Among the HTS fighters who participated in the year-end operation was Jobar resident Mohammed Shaker Abu Nour, who fought the regime for years and then evacuated to Idlib with his wife and son in 2018.
“It was very hard, as if my soul was leaving my body," he said of the evacuation during a recent visit. When the rebels conquered Damascus, he came straight back to his old neighborhood.
“When I returned to my city, it was as if I was brought back to life," he said.
Weeks after the rebels seized Damascus, Abu Nour took his wife and now three children to the Jobar cemetery to pay respects to his brother and two brothers-in-law, all killed years ago during the fighting. The cemetery had been so battered that he needed help locating their gravesites.

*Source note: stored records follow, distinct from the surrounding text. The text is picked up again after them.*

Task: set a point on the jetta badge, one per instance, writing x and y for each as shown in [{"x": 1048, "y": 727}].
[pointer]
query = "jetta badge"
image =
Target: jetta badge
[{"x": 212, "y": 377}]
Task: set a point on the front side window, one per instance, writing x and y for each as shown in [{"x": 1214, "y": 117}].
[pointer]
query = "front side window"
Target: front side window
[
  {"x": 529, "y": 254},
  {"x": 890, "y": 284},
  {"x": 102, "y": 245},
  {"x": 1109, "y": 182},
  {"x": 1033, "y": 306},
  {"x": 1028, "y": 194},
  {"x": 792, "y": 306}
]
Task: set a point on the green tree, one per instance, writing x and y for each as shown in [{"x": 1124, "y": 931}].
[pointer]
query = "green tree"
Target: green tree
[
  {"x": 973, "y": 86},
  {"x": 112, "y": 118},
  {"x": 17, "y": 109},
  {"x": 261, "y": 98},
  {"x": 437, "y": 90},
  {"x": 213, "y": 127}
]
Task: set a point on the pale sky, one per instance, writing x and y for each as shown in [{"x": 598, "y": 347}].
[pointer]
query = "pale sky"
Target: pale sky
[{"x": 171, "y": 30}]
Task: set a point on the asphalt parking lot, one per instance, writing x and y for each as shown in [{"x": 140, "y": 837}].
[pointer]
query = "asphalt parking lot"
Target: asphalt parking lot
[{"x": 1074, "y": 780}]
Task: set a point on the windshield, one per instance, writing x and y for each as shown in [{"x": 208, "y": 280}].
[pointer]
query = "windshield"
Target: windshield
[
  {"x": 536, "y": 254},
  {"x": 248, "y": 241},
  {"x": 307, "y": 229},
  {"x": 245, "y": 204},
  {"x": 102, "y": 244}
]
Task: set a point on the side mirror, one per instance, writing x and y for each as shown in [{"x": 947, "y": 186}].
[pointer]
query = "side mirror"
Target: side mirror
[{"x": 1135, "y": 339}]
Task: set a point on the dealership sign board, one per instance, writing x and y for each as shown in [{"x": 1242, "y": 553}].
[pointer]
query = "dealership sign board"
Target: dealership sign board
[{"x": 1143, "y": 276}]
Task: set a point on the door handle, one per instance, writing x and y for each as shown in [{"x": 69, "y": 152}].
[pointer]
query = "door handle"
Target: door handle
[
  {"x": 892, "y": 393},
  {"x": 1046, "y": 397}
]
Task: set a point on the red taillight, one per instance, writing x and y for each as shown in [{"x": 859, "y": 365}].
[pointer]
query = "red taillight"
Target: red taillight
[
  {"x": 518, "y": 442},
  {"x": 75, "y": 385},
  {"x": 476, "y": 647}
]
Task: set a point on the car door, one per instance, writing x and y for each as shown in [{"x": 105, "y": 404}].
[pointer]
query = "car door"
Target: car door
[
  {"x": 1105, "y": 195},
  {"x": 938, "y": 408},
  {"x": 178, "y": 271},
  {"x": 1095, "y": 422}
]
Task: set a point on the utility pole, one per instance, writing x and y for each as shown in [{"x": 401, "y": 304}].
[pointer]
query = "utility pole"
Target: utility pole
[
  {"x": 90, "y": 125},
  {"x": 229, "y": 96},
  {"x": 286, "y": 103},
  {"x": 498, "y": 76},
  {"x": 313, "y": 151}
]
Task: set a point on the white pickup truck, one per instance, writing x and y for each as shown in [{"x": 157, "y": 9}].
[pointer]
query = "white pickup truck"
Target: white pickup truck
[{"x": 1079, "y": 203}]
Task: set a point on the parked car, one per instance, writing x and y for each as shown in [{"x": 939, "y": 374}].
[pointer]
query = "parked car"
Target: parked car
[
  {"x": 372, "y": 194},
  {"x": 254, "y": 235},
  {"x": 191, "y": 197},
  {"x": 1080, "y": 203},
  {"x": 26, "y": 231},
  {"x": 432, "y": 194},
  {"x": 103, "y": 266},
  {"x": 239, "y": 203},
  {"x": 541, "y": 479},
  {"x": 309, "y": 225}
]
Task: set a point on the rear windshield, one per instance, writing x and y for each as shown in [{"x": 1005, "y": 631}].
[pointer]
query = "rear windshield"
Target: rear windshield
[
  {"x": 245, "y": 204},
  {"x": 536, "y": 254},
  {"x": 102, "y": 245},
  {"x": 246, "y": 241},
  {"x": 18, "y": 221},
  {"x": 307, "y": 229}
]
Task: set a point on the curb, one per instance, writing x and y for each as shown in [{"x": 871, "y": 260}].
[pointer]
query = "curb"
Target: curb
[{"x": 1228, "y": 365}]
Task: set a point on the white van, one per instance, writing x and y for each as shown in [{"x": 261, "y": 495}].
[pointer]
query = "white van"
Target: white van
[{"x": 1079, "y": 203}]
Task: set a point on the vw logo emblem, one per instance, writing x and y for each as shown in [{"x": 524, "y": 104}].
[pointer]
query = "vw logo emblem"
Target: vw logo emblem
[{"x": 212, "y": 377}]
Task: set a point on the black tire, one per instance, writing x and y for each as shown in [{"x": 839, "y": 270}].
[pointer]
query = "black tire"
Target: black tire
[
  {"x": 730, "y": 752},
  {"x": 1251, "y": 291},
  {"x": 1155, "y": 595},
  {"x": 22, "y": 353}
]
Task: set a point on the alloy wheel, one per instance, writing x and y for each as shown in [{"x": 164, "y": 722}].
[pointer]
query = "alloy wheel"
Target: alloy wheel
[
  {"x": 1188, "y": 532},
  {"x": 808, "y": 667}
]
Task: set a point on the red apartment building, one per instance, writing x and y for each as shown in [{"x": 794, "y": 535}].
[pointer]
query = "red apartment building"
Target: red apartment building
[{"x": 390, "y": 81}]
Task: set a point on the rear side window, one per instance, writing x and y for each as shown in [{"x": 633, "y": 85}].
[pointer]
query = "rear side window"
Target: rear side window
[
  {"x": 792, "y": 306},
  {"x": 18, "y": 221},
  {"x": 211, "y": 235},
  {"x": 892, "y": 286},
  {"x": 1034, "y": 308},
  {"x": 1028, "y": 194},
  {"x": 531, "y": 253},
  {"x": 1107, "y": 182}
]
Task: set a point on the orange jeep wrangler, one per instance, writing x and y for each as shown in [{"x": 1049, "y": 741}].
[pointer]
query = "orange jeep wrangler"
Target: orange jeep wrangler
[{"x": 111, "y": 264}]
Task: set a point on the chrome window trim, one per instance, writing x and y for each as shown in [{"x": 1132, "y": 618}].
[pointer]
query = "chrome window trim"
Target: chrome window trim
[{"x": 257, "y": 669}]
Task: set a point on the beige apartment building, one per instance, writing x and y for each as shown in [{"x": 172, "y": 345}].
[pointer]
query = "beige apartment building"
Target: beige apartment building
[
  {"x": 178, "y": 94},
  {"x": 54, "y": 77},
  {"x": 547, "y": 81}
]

Ajouz and his uncle last worked digging graves in Jobar’s cemetery back before 2018, by which point it had been emptied out by years of intense fighting and plundered by thieves.
During the fighting, burials only happened under the cover of darkness. Bodies were washed in a secret underground hall, then delivered to the cemetery by men who coordinated movements via walkie-talkies, Ajouz said.
He used to work as a tailor but volunteered for cemetery duties during the war, looking for a way to support the revolution without taking up arms. He said he was interrogated twice by military intelligence about burying the bodies of rebel fighters and suffered a gunshot wound in 2014.
To avoid army snipers and airstrikes, Ajouz gave himself just five minutes to conduct burials, gathering a few men who would say a short prayer together. One time they were bombed in the process, he said, injuring his brother and killing his father’s cousin.